Одна из стрел, пущенных с сорока шагов, отскочила от нагрудника Пандиона, вторая застряла в наплечнике, третья попала ему в шею.
— Беги, Астианакс! — крикнул Пандион, закашлялся, но сумел перевести дыхание. — Скорей! Вон в ту сторону: там между деревьями — звериная тропа. Если помедлишь, они захватят тебя или убьют, и все будет кончено, ты слышишь?! Тогда твоя мама пропала… Беги!
— Но ты?..
— Я справлюсь с ними! А если придется тебя защищать, мне только будет труднее! Беги же!
С этими словами мирмидонец бросился навстречу лучникам, успевшим вытащить из колчанов новые стрелы.
К счастью, Астианакс подчинился приказу своего наставника — повернулся и что есть силы побежал туда, куда указал ему воин. Он бежал, слыша шум драки за спиной и почти не сомневаясь, что отважный Пандион сейчас перебьет всех врагов.
Мальчик обернулся, уже проскользнув под низко свесившимися над тропой лианами. И увидел…
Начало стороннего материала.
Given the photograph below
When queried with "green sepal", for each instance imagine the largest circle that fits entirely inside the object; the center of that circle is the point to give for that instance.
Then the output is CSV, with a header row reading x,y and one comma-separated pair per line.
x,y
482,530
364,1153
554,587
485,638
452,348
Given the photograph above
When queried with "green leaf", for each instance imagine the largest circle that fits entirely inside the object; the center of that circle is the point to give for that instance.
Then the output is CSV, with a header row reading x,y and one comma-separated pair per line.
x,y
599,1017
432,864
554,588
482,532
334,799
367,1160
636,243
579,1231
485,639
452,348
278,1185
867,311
Один из лучников, сраженный мечом Пандиона, упал, не вскрикнув, двое отступили, готовые обратиться в бегство, но еще двое вновь выстрелили, на этот раз с двух шагов. Первая стрела вошла сбоку, меж медных пластин нагрудника, вторая попала воину в плечо. Обе раны были не смертельны, смертельной была та, первая, и Пандион хорошо это знал. Он успел оглянуться, ища глазами Астианакса и надеясь, что того уже не видно. Да, мальчик успел скрыться… Как хорошо!
Астианакс не поверил, когда Пандион упал. Он подумал, что тот оступился и сейчас вскочит, как делал, когда они упражнялись, и воин притворялся, будто сражен его мечом… Но Пандион не вставал. И упал он очень странно — лицом вниз, как никогда прежде не падал. Мальчик вспомнил его слова: «Если видишь, что враг упал вниз лицом, то, скорее всего, он мертв. Но все равно проверь, прежде, чем подойти вплотную и вложить оружие в ножны!»
— Пандион!!! — отчаянно закричал Астианакс, выскакивая из-за ветвей. — Пандион! Нет, не надо!!!
— Хватайте мальчишку! Хватайте! — закричал Гелен. — А еще лучше — застрелите его поскорее!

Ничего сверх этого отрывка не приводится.